Thanks to a new functional electrical stimulation (FES) rehabilitation bicycle leased to the clinic, Scott can now work out on his own. FES involves sending electrical currents to paralyzed or weakened muscles so they contract to restore some degree of functional movement in users with spinal cord injuries, stroke and other neuromuscular disorders.
“The key for me is to keep my legs as strong as possible,” says Scott, who in addition to strength is trying to improve his bone density enough to qualify as a participant for the ReWalk pilot study, also at the U of A, which would see him walk again with the aid of a robotic exoskeleton.
“When the clinic received that FES machine, that was just the cherry on top of the cake. It’s a real godsend.” — Craig Scott, clinic patient
“For people with complete injuries [total loss of function in his legs] like me, it’s a lot harder to keep up that strength, so when the clinic received that FES machine, that was just the cherry on top of the cake. It’s a real godsend.”
The RT 300 FES bike was purchased by the Spinal Cord Injury Treatment Centre (Northern Alberta) Society, or SCITCS, and leased to the clinic for three years.

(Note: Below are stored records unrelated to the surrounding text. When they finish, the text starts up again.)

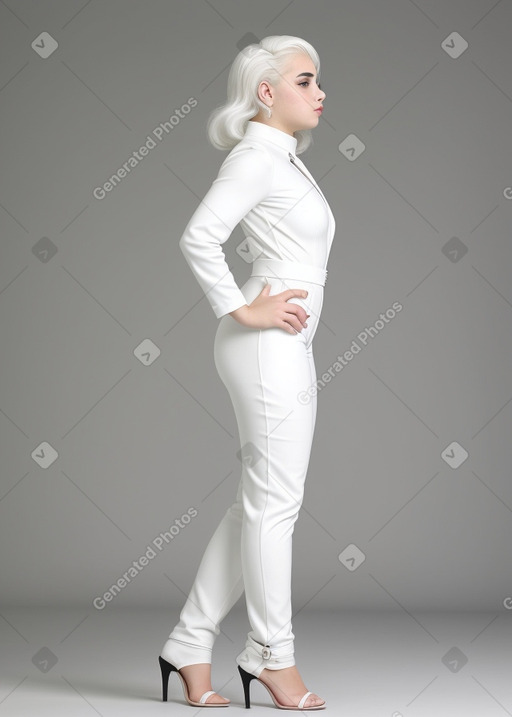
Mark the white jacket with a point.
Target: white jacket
(278, 204)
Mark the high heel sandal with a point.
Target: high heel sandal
(246, 681)
(167, 668)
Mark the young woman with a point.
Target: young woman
(263, 354)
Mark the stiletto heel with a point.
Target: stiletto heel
(166, 669)
(246, 681)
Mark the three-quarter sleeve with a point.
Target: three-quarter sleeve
(244, 180)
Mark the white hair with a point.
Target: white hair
(257, 62)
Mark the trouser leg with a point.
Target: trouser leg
(265, 372)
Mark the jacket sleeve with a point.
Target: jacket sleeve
(244, 179)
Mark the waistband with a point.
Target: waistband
(286, 269)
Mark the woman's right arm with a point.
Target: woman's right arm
(243, 181)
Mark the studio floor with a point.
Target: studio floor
(82, 662)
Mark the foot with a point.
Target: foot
(288, 687)
(198, 679)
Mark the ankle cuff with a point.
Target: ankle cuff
(256, 657)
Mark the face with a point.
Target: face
(296, 97)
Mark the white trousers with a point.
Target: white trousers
(270, 376)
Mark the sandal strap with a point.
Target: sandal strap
(204, 697)
(303, 700)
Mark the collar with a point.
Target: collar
(271, 134)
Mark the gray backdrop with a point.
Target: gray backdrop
(113, 420)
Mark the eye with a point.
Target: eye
(306, 82)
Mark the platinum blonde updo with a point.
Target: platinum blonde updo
(265, 60)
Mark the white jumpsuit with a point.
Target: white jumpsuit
(289, 230)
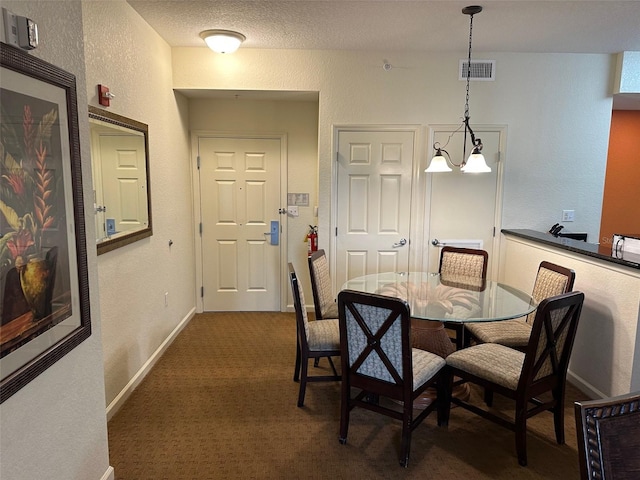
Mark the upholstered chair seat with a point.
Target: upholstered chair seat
(550, 280)
(535, 378)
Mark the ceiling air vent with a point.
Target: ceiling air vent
(482, 70)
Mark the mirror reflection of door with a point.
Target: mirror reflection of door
(464, 207)
(374, 202)
(121, 194)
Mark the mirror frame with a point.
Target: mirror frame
(115, 119)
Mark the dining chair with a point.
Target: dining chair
(323, 299)
(315, 339)
(470, 263)
(551, 280)
(324, 302)
(608, 432)
(378, 361)
(524, 376)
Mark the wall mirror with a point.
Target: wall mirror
(120, 164)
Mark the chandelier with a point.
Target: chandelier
(476, 162)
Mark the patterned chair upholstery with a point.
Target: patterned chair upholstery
(551, 280)
(377, 360)
(609, 437)
(524, 376)
(315, 339)
(323, 299)
(469, 264)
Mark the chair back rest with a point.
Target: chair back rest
(302, 320)
(551, 280)
(468, 262)
(609, 437)
(374, 337)
(320, 283)
(551, 341)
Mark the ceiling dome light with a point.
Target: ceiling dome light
(222, 41)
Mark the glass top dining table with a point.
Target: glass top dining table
(432, 296)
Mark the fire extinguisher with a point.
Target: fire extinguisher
(312, 239)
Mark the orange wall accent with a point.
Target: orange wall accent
(621, 199)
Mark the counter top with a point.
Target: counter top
(602, 252)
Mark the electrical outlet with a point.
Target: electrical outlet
(568, 215)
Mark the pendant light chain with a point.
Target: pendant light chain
(466, 105)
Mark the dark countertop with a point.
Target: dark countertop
(602, 252)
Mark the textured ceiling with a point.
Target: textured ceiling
(571, 26)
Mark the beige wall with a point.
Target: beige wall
(557, 120)
(299, 120)
(126, 55)
(55, 427)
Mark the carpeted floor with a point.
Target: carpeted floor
(221, 403)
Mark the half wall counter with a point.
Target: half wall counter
(606, 355)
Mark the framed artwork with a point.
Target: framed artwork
(44, 290)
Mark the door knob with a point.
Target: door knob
(401, 243)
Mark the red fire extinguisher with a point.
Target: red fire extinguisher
(312, 239)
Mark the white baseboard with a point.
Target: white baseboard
(109, 474)
(119, 400)
(583, 386)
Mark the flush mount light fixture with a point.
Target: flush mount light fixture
(222, 41)
(476, 162)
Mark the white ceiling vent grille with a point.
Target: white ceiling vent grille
(481, 70)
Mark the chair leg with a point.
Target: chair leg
(296, 373)
(303, 381)
(558, 413)
(460, 337)
(488, 397)
(333, 367)
(444, 387)
(521, 431)
(405, 446)
(345, 391)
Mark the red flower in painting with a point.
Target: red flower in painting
(16, 182)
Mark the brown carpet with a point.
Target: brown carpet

This is the fourth FES machine that SCITCS has secured for the U of A (the others are located at the Saville Community Sports Centre and the Steadward Centre for Personal & Physical Achievement), in addition to the SCITCS FES Research Laboratory in the Faculty of Medicine & Dentistry. SCITCS also recently leased the ReWalk exoskeleton for the U of A pilot study.
SCITCS president Louise Miller says having access to FES equipment in a student clinic gives people with spinal cord injuries an important tool to improving their physical activity and overall health.
“We get so much information coming at us about what happens to people who sit all day and all the negative health implications you will experience from sitting, but guess what? People with spinal cord injury are sitting 24-7,” says Miller, who co-founded SCITCS with husband John in 1987. “You have to move in order to stay healthy.”
With a growing number of FES machines in Alberta, it’s also important to expose students to such technology as early as possible, Miller adds.
“This is the next generation of physical therapists who one day will be practising in the community, where FES equipment already exists, and they need to have the training and knowledge needed to meet the needs of their patients.”
Bob Haennel, interim dean of the Faculty of Rehabilitation Medicine, praised the “tireless” efforts of SCITCS—and the Millers in particular—for their dedication to ensuring students, faculty and the clinic’s patients have access to some of the world’s best rehabilitation technology.
“People with spinal cord injury are sitting 24-7. You have to move in order to stay healthy.” — Louise Miller, SCITCS president
SCITCS president Louise Miller with clinic patient Craig Scott.
“The Faculty of Rehabilitation Medicine is extremely fortunate to have a partner with as much passion, commitment and vision as Louise and John Miller and the entire SCITCS family,” Haennel said. “We could not do what we do as a faculty without organizations like SCITCS or caring individuals like the Millers.”
Clinic co-ordinator Kim Dao, a clinical assistant professor in the Department of Physical Therapy, agreed the RT 300 is a valuable teaching tool and is exploring ways of integrating its use into existing curriculum. In the meantime, she hopes more patients like Scott will benefit from the technology at the not-for-profit clinic.
“We are a teaching clinic that offers full range of services for our patients, including those with unique rehabilitation needs—everything from stroke to chronic pain to spinal cord injury. Having the FES bicycle gives us one more tool to ensure our patients receive the best care possible and that our students are at the forefront of the profession.”
After changing his diet and workout regimen to improve his health and bone density, Scott says he’s made a goal of ramping up his FES workouts this fall.
“I think more people should take advantage of FES, even if they’re not trying to walk again,” he says. “Just the exercise alone is worth it and can make a huge, huge difference.”